[whatwg] The IMG element, proposing a CAPTION attribute

Sun Nov 26 13:57:39 PST 2006

HTML is made up of 5 atoms:
div
span
col
tr
td

The web browser converts the img element into:
<div style='content:url(image)'></div>

Conversely, if you add a caption, it has to generate this:
<div>
<div style='content:url(image)'></div>
<div style='_$caption'>caption</div>
</div>

Needless to say, its really just setting some attributes or properties, 
maybe a bitmask or two to indicate the atom, or if it is a more modern 
implementation, it might be attaching some function pointers (delegates) to 
handle the behavior of the atom.

To the web browser the caption is, indeed, presentational, as a result.  If 
the HTML standard only had to deal with web browsers, if it only had to 
worry about what Gecko and Opera want, the story would end there.

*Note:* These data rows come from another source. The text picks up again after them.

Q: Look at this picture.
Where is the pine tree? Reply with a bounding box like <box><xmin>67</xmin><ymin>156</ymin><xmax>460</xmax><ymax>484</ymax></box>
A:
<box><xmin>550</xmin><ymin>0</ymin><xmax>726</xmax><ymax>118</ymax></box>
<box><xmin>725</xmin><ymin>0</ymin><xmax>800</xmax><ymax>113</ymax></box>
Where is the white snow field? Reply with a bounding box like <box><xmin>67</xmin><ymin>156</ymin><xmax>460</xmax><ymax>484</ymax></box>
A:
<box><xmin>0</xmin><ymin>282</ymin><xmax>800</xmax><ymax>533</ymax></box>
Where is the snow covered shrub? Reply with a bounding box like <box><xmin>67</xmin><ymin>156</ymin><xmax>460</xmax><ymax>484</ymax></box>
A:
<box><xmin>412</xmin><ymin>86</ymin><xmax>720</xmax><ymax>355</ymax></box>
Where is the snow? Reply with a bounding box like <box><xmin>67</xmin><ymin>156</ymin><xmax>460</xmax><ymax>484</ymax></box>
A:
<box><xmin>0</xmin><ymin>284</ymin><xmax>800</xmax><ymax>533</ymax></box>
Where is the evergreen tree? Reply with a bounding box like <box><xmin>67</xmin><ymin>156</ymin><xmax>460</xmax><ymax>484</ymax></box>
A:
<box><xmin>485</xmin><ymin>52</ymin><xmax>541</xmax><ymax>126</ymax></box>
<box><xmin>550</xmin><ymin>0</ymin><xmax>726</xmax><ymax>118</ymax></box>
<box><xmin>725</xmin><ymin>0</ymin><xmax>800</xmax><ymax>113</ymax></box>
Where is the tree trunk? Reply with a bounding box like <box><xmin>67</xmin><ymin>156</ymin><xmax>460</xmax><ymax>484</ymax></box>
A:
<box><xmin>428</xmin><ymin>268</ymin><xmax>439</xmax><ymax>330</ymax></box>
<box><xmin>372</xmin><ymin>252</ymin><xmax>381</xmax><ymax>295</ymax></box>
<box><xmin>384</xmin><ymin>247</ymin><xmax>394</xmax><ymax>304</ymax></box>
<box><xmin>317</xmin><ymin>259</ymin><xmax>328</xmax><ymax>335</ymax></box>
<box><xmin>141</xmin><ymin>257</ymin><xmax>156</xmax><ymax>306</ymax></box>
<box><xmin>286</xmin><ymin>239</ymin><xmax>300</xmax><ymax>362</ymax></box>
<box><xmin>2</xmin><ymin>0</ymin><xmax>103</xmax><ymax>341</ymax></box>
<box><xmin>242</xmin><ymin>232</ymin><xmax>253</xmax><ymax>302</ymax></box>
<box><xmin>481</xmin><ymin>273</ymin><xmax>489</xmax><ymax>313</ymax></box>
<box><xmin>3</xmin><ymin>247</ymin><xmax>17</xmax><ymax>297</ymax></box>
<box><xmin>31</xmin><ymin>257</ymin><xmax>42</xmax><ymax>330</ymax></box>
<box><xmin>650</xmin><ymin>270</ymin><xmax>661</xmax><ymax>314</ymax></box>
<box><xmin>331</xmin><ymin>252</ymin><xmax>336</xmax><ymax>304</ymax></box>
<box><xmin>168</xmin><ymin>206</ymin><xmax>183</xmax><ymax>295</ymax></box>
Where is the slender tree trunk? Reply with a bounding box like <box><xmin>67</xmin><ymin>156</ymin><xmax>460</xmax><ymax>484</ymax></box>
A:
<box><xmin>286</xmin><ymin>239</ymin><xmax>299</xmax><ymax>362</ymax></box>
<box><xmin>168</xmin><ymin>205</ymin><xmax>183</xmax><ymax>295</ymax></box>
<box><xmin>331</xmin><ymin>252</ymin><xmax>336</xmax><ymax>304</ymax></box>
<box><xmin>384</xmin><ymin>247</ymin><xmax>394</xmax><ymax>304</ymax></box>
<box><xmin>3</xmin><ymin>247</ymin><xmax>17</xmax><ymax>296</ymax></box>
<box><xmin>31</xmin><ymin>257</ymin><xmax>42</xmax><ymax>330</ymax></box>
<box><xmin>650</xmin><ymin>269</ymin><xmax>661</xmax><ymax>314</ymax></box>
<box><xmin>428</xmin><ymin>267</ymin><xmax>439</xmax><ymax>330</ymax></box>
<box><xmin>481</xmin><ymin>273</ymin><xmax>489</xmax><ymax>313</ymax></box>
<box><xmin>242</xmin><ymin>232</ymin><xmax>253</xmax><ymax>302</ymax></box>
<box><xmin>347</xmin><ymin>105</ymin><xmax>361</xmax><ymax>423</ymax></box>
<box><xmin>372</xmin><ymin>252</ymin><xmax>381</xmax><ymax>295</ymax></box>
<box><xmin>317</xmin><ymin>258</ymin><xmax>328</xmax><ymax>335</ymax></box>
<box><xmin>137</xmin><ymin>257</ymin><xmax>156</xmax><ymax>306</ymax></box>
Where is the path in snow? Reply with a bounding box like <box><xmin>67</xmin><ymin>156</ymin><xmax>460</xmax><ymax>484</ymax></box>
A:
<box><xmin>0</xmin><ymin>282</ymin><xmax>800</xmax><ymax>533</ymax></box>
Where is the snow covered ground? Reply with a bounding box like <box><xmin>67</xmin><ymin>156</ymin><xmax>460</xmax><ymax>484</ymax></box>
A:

However, the web browser is not the only user-agent.

Web browsers don't care about structural versus presentational markup.  They 
care about structure precisely to the point that it triggers CSS rules, and 
no farther than that.  Some might infer things based on errors in the 
tagsoup.  (and most people in the list probably don't remember what the web 
was like with gopher and the first generation of HTTP browsers, where a 
markup error would actually crash the browser -- and sometimes the host OS 
along with it)

Indexing services, on the other hand, care only about the relationships 
between data.  They want to form cross reference tables that they can use to 
implement features such as search engines.

To an indexing service, the caption is the single most important thing about 
an image.  By separating the caption from the IMG element, you force the 
search engine to apply a heuristic of some variety to infer the connection.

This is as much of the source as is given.